A rich source of potassium

Potassium is an essential mineral for horses and parsnips are a great source of it. Potassium helps to regulate the muscles, nerves, and heart. Additionally, it helps to maintain the body's natural balance of fluids. Potassium is also important for normal growth and development, as well as helping to control blood pressure and aiding in muscle contractions.

Low in calories

Parsnips are low in calories, making them a great option for horses that are on a diet or trying to maintain a healthy weight. These root vegetables are primarily composed of starch and water, with roughly 100 calories per cup. While this amount may vary slightly depending on the size and amount of parsnips fed, it is still a relatively low number when compared to other foods.


Parsnips contain antioxidants like falcarinol, which has been linked to reducing the risk of cancer. These compounds can help protect horses from oxidative stress and inflammation, which can lead to a range of health problems.

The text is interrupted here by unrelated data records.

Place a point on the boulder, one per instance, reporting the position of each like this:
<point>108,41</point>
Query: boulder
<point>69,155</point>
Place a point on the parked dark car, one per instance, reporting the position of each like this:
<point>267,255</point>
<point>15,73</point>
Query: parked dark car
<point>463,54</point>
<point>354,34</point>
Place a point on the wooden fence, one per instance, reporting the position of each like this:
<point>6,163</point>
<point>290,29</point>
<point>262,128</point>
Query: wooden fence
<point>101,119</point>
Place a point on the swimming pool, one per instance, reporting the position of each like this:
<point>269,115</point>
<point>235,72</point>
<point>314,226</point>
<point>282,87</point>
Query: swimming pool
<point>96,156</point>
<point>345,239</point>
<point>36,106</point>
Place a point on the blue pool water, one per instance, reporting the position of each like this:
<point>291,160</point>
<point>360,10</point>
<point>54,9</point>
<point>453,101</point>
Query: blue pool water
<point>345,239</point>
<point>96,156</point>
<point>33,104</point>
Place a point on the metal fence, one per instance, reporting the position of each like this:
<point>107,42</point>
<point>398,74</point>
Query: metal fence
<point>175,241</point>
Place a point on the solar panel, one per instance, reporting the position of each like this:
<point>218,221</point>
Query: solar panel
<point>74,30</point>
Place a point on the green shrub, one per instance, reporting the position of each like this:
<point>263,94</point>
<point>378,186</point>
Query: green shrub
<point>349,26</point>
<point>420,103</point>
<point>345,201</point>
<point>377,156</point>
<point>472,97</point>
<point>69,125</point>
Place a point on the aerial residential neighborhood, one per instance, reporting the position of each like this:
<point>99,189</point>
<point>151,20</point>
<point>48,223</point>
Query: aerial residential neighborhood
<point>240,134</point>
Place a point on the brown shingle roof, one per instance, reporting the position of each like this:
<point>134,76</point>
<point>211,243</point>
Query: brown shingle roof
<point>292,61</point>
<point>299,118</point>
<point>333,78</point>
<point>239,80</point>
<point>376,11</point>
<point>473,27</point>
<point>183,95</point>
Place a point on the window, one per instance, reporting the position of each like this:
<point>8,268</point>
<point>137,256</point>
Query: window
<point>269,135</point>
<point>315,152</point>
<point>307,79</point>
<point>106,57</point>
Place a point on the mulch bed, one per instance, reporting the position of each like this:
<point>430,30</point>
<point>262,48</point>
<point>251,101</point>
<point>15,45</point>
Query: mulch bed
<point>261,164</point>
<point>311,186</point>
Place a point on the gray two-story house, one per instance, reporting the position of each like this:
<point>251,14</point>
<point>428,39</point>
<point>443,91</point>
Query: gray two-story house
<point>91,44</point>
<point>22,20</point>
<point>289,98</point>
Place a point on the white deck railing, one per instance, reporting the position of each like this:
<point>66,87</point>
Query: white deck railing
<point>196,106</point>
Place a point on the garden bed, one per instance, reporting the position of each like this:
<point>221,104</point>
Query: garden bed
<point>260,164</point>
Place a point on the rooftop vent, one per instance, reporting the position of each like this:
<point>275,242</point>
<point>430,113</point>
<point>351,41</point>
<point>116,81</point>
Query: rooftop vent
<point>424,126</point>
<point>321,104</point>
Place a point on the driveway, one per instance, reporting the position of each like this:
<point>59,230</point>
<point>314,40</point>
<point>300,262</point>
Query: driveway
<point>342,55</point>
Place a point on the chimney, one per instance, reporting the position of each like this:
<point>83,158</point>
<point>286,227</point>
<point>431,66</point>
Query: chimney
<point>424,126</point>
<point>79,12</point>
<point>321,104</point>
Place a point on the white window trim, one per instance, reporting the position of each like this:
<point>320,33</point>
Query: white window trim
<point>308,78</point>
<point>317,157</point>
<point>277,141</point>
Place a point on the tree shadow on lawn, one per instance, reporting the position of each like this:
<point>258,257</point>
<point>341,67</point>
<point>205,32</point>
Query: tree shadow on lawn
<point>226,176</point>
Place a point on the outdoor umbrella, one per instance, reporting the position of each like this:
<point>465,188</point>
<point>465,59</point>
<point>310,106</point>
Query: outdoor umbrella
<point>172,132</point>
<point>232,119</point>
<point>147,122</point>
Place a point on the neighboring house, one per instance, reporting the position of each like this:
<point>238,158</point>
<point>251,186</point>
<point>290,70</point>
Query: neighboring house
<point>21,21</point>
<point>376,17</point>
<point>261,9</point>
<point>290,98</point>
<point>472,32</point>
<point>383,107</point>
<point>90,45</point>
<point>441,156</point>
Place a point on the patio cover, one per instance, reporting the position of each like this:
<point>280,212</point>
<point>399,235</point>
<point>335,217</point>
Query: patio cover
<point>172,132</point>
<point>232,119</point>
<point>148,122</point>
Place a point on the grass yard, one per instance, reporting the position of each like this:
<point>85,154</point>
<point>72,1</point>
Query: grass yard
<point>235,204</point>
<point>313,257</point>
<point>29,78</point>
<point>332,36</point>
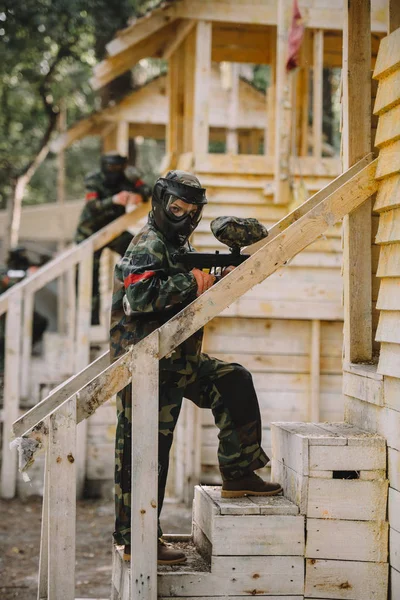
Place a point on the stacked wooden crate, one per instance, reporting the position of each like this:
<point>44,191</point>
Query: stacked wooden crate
<point>240,547</point>
<point>336,474</point>
<point>372,392</point>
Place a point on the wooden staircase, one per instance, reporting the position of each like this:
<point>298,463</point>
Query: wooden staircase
<point>327,537</point>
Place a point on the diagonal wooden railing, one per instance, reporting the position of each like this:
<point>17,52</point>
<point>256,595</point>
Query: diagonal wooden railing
<point>17,303</point>
<point>51,425</point>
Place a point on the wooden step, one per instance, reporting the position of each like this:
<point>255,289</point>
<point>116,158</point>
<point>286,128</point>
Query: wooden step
<point>273,577</point>
<point>331,470</point>
<point>265,526</point>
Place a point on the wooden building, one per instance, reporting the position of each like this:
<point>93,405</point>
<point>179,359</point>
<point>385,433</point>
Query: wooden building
<point>328,537</point>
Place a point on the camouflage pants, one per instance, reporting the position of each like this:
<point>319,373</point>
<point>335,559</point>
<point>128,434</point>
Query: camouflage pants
<point>227,389</point>
<point>119,245</point>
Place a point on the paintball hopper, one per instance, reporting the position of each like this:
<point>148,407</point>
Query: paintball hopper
<point>237,233</point>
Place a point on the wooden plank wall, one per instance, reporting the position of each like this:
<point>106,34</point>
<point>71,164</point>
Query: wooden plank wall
<point>270,329</point>
<point>373,399</point>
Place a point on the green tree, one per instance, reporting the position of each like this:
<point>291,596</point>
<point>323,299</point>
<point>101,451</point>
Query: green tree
<point>48,50</point>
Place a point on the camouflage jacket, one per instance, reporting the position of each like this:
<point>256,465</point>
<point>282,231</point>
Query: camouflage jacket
<point>155,287</point>
<point>99,209</point>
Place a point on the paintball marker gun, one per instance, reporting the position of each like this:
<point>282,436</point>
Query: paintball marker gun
<point>235,233</point>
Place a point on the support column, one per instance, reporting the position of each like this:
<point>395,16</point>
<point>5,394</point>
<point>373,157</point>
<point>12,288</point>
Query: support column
<point>318,76</point>
<point>356,144</point>
<point>202,88</point>
<point>283,106</point>
<point>233,107</point>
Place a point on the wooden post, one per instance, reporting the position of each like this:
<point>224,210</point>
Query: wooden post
<point>62,502</point>
<point>269,136</point>
<point>318,76</point>
<point>233,107</point>
<point>202,88</point>
<point>82,350</point>
<point>356,144</point>
<point>12,381</point>
<point>283,107</point>
<point>190,62</point>
<point>303,97</point>
<point>144,469</point>
<point>394,15</point>
<point>315,374</point>
<point>27,343</point>
<point>44,535</point>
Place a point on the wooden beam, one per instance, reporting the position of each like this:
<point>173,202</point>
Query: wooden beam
<point>315,371</point>
<point>233,108</point>
<point>202,87</point>
<point>140,30</point>
<point>318,76</point>
<point>393,15</point>
<point>356,144</point>
<point>182,31</point>
<point>283,109</point>
<point>269,135</point>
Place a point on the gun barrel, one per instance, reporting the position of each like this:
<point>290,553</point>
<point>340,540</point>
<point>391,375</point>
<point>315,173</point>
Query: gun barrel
<point>200,260</point>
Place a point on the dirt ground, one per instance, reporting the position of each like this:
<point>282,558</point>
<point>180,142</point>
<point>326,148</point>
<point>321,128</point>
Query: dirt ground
<point>20,542</point>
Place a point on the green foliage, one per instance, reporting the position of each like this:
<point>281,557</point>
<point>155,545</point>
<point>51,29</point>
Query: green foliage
<point>48,51</point>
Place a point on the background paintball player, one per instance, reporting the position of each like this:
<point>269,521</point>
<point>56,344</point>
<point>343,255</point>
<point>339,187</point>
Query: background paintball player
<point>17,268</point>
<point>108,193</point>
<point>149,288</point>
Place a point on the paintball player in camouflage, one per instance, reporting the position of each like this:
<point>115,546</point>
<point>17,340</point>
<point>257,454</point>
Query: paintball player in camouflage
<point>149,288</point>
<point>108,193</point>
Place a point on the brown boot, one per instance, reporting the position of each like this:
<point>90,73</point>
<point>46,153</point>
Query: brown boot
<point>250,485</point>
<point>165,554</point>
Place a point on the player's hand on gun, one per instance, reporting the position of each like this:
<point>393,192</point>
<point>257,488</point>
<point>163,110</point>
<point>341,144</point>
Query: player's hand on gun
<point>125,198</point>
<point>206,280</point>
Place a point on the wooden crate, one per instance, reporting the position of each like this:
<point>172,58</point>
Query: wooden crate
<point>347,580</point>
<point>331,470</point>
<point>268,526</point>
<point>348,540</point>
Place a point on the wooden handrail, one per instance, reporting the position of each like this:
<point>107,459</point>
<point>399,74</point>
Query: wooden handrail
<point>70,257</point>
<point>313,219</point>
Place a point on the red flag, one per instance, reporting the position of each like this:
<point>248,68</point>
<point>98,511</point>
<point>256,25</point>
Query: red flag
<point>295,38</point>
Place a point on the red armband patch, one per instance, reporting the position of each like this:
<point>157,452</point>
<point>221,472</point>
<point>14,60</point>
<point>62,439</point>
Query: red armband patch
<point>91,196</point>
<point>133,278</point>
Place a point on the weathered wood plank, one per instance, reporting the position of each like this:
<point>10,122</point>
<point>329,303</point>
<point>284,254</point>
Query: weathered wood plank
<point>62,502</point>
<point>347,499</point>
<point>254,535</point>
<point>381,420</point>
<point>389,261</point>
<point>394,548</point>
<point>389,228</point>
<point>394,509</point>
<point>388,130</point>
<point>388,160</point>
<point>388,59</point>
<point>347,540</point>
<point>363,388</point>
<point>389,297</point>
<point>388,329</point>
<point>388,95</point>
<point>346,579</point>
<point>11,396</point>
<point>388,196</point>
<point>144,469</point>
<point>389,359</point>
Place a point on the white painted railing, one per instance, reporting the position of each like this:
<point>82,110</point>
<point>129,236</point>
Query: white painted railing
<point>51,425</point>
<point>17,303</point>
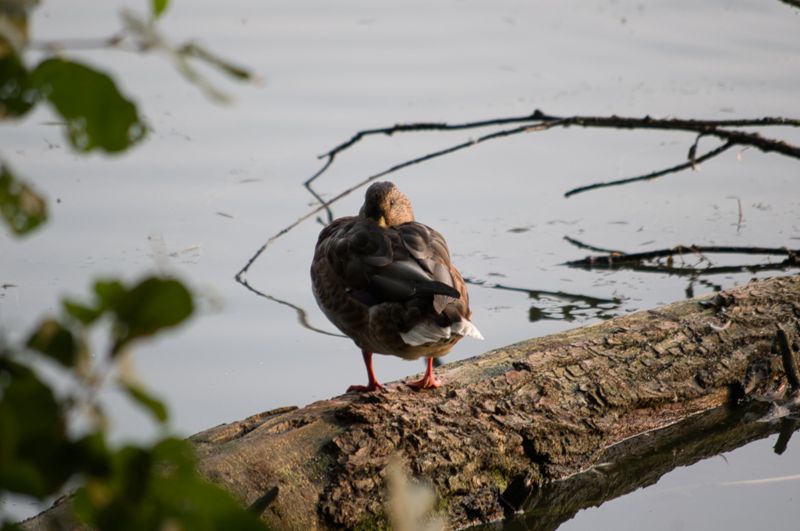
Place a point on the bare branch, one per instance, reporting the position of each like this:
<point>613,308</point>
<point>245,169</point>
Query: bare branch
<point>623,259</point>
<point>692,163</point>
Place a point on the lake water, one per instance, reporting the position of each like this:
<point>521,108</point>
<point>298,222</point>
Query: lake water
<point>212,183</point>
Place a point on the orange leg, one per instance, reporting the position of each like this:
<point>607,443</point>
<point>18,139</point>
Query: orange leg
<point>429,381</point>
<point>373,383</point>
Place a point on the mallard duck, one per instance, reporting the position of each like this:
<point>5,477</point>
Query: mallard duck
<point>387,282</point>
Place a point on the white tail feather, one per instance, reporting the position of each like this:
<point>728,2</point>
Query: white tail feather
<point>466,328</point>
<point>429,332</point>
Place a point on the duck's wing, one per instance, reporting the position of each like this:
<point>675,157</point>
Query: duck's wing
<point>379,264</point>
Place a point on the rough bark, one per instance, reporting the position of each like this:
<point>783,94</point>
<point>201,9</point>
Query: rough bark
<point>512,421</point>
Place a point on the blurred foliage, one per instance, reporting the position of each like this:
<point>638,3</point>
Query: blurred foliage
<point>52,423</point>
<point>131,487</point>
<point>94,112</point>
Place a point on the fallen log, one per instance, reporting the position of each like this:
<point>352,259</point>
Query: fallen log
<point>512,421</point>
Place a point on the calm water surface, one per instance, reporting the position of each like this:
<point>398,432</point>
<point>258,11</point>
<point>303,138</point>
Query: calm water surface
<point>213,182</point>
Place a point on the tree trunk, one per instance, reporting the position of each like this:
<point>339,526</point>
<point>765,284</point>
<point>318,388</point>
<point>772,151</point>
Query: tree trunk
<point>509,423</point>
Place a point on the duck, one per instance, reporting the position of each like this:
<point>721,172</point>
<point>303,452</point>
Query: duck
<point>388,283</point>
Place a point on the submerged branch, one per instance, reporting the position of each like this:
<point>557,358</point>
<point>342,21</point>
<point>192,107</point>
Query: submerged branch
<point>617,259</point>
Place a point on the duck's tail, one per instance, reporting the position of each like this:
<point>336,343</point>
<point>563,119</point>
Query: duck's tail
<point>430,332</point>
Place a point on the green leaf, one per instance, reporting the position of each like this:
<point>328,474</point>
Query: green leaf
<point>158,7</point>
<point>109,293</point>
<point>150,306</point>
<point>154,406</point>
<point>96,114</point>
<point>34,449</point>
<point>52,339</point>
<point>17,94</point>
<point>22,209</point>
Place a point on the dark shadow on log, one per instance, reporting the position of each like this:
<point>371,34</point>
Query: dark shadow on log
<point>536,413</point>
<point>636,464</point>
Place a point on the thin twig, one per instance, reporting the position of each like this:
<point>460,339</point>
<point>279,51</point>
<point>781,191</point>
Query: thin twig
<point>616,259</point>
<point>580,245</point>
<point>302,316</point>
<point>111,41</point>
<point>692,163</point>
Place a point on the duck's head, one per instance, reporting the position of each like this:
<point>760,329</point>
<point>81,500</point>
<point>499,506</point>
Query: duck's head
<point>387,205</point>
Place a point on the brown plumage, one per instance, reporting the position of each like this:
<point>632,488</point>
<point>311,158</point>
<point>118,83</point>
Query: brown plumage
<point>387,282</point>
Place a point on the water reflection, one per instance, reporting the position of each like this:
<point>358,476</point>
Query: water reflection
<point>560,305</point>
<point>638,463</point>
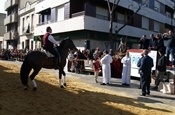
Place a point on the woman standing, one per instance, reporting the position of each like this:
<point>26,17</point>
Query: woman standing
<point>126,60</point>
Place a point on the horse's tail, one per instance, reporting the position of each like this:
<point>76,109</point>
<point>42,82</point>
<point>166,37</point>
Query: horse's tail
<point>25,70</point>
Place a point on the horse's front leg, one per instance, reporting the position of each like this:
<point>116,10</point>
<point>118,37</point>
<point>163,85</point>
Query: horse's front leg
<point>60,78</point>
<point>64,78</point>
<point>32,76</point>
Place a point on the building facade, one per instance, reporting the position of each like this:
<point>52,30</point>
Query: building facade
<point>90,20</point>
<point>27,24</point>
<point>86,21</point>
<point>11,23</point>
<point>2,30</point>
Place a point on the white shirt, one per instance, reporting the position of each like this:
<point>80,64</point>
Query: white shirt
<point>51,39</point>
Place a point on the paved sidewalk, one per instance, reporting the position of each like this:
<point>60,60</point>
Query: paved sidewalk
<point>132,91</point>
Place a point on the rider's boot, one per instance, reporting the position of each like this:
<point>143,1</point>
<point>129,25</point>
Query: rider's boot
<point>56,63</point>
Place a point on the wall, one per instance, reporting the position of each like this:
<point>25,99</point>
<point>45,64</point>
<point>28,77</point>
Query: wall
<point>2,27</point>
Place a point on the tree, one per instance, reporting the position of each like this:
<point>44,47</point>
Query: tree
<point>112,9</point>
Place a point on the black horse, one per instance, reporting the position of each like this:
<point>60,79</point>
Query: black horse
<point>37,59</point>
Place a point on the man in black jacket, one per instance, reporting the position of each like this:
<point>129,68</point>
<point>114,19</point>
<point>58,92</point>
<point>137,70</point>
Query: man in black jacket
<point>161,68</point>
<point>145,72</point>
<point>170,47</point>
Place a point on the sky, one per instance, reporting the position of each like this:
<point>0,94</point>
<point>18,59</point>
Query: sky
<point>2,3</point>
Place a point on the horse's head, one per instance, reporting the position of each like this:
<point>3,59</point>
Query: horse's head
<point>68,43</point>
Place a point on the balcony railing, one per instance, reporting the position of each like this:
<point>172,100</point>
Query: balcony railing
<point>78,14</point>
<point>10,3</point>
<point>7,36</point>
<point>7,20</point>
<point>12,35</point>
<point>11,19</point>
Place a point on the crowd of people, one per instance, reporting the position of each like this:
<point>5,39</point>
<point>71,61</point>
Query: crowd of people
<point>109,63</point>
<point>103,62</point>
<point>13,54</point>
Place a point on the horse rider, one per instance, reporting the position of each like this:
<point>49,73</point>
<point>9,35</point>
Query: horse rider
<point>48,44</point>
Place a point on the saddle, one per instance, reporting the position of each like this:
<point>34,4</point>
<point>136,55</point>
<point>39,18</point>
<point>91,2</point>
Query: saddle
<point>48,54</point>
<point>52,57</point>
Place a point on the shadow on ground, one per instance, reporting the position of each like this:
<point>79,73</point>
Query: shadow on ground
<point>51,100</point>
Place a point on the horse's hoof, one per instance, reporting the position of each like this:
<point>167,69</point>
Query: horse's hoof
<point>34,89</point>
<point>61,86</point>
<point>65,84</point>
<point>25,88</point>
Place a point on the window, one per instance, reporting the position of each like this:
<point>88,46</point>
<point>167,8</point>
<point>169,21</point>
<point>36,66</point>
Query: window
<point>168,14</point>
<point>27,20</point>
<point>157,6</point>
<point>23,22</point>
<point>101,13</point>
<point>121,18</point>
<point>60,13</point>
<point>145,2</point>
<point>32,19</point>
<point>32,45</point>
<point>156,26</point>
<point>145,23</point>
<point>22,45</point>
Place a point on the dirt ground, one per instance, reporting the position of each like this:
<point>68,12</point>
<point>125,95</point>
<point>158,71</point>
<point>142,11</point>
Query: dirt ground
<point>79,98</point>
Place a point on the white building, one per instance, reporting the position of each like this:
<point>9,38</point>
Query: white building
<point>85,21</point>
<point>27,24</point>
<point>89,20</point>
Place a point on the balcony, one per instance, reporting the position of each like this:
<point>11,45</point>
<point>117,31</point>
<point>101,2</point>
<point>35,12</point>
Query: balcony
<point>11,19</point>
<point>10,3</point>
<point>7,20</point>
<point>11,35</point>
<point>7,36</point>
<point>14,18</point>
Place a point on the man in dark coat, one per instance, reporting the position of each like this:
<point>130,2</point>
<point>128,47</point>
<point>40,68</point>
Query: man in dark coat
<point>161,68</point>
<point>145,72</point>
<point>144,42</point>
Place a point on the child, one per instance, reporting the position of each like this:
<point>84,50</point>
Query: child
<point>96,68</point>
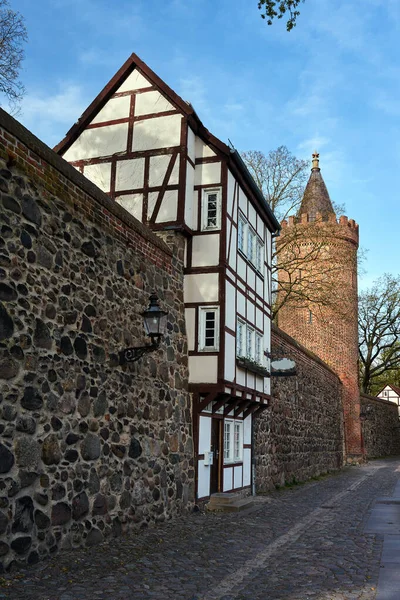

Moderation when Feeding Parsnips

While parsnips can provide many benefits to your horse, they should still be fed in moderation. This is due to the high sugar content of parsnips; when consumed in large quantities, the sugar can lead to weight gain and other health issues. It is important to start with small amounts and gradually increase the portion size over time.

Additionally, when feeding parsnips to horses, it's important to monitor portion sizes and ensure that they are appropriate for the horse's size and nutritional needs. This is because digestive issues can occur if too much sugar is consumed at once. Therefore, it is important to monitor how much parsnips your horse consumes and to ensure they are only used as a treat.


Potential Risks of Feeding Parsnips to Horses

Digestive issues

Feeding too many parsnips or introducing them too quickly can cause digestive issues like gas, bloating, or colic in horses. It's important to start with small amounts and monitor your horse's reaction.

High in sugar

Parsnips are relatively high in sugar compared to other vegetables, which can be a concern for horses with metabolic issues like insulin resistance or laminitis.

Choking hazard

Parsnips can be a choking hazard if they are not cut into small pieces or grated. Make sure to cut parsnips into small pieces to prevent choking.


Parsnips, like any food, can become contaminated with bacteria or toxins that can be harmful to horses. It's important to wash parsnips thoroughly before feeding and to avoid feeding spoiled or rotten parsnips

Final words

Parsnips can be a great treat for horses and an excellent addition to their daily diet. With the right preparation and by following general moderation guidelines, these root vegetables can provide essential nutrients that are vital for your horse’s health.